Władze szwajcarskie poinformowały egipskiego przewoźnika o swoich zastrzeżeniach, ale reakcja była "niedostateczna". "Flash Air mają w dalszym ciągu zakaz przelotów nad Szwajcarią" - podkreśliła rzeczniczka.
Okazało się również, że samolot linii Flash Air, lecący z Szarm el-Szejk do Bolonii we Włoszech 27 października 2002 roku, musiał awaryjnie lądować na lotnisku w Atenach. Potwierdziła to rzeczniczka lotniska Marina Papajorgiu. Technik greckich linii lotniczych Olympic Airways powiedział telewizji Mega, że przeprowadzona wówczas kontrola wykazała całkowite zniszczenie drugiego silnika samolotu.

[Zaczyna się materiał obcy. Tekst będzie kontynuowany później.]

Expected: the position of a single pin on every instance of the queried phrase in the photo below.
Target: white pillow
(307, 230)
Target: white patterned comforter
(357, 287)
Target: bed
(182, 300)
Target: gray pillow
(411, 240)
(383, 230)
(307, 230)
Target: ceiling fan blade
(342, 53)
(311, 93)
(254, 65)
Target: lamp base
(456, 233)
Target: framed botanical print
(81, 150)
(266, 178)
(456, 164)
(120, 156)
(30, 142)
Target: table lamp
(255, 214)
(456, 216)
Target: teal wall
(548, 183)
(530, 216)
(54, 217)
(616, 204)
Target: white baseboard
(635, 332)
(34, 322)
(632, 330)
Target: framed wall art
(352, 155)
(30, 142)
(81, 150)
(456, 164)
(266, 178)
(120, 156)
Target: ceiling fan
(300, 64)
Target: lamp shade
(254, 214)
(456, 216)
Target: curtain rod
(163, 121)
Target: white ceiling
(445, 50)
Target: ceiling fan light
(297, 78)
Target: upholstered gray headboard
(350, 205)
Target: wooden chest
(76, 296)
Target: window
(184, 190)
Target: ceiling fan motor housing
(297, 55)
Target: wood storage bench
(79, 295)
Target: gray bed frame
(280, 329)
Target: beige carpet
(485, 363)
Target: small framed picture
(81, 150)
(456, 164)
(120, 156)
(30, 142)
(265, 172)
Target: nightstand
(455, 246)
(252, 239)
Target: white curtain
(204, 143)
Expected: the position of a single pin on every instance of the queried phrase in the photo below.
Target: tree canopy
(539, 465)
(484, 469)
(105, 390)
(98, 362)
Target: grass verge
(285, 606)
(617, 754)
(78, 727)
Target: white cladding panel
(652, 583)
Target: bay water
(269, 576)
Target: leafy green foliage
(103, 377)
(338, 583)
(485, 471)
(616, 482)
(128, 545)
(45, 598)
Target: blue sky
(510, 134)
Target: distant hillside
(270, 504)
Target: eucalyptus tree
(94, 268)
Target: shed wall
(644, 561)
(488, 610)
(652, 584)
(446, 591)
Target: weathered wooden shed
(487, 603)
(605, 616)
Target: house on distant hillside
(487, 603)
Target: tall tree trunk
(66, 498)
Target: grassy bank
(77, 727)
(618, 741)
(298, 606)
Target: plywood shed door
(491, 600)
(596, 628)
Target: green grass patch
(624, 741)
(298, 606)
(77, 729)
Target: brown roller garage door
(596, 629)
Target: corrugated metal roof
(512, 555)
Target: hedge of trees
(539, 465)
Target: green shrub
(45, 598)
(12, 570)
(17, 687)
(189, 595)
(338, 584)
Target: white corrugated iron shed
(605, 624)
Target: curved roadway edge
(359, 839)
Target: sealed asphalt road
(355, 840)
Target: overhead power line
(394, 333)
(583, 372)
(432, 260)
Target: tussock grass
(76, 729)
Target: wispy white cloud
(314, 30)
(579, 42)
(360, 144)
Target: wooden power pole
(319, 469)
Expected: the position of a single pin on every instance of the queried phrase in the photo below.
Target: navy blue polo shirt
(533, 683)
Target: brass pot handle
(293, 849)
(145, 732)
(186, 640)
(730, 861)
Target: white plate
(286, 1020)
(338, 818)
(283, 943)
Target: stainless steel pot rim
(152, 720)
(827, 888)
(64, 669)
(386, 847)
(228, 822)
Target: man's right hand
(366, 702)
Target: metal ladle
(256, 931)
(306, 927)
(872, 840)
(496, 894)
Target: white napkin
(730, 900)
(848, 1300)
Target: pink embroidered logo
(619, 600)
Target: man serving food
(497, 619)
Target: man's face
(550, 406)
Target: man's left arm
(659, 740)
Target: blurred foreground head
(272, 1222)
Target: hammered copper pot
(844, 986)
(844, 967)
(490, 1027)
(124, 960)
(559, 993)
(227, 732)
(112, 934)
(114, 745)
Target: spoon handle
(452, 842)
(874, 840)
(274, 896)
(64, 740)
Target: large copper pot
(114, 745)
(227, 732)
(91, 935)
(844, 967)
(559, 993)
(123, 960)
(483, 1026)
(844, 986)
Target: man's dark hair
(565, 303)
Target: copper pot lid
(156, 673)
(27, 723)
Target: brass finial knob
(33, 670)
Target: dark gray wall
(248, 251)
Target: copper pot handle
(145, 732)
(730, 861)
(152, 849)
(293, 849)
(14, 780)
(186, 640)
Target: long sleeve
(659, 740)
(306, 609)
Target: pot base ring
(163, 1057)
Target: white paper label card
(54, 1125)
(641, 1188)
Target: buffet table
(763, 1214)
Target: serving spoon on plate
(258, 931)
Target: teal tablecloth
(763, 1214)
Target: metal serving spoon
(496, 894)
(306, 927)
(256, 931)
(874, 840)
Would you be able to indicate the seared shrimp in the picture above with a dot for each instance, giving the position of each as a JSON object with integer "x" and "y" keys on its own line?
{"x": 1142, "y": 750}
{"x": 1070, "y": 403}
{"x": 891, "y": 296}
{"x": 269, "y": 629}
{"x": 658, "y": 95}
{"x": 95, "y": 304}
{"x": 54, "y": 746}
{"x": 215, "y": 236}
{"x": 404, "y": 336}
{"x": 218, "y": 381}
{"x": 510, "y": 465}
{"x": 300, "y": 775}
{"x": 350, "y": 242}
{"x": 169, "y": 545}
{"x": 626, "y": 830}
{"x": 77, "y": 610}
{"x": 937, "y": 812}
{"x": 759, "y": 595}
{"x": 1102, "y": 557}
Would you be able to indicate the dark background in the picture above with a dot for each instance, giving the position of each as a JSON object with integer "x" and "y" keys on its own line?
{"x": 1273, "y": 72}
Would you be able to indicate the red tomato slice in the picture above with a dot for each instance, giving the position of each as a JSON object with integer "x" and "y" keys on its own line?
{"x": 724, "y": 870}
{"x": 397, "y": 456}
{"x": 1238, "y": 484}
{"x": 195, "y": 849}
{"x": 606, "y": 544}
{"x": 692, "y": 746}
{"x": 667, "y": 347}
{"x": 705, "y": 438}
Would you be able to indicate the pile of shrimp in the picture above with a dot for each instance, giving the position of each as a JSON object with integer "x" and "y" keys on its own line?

Wrażenia z podróży tymże samolotem sprzed dwóch lat opisał włoskiej agencji prasowej ANSA włoski piosenkarz kabaretowy Stefano Nosei. "Godzinę po starcie z Szarm el-Szejk, w czasie przelotu nad Morzem Egejskim, usłyszeliśmy silną eksplozję i zobaczyliśmy płomienie wydobywające się z prawego silnika. Samolot zaczął tracić wysokość. Pasażerom powiedziano, że samolot ma problemy z paliwem i wyląduje w Atenach w celu napełnienia baku" - opowiadał Nosei.
W katastrofie należącego do Flash Air Boeinga 737, który wystartował w sobotę nad ranem z Szarm el-Szejk, zginęło 133 francuskich turystów, jeden Marokańczyk i 13 członków egipskiej załogi samolotu.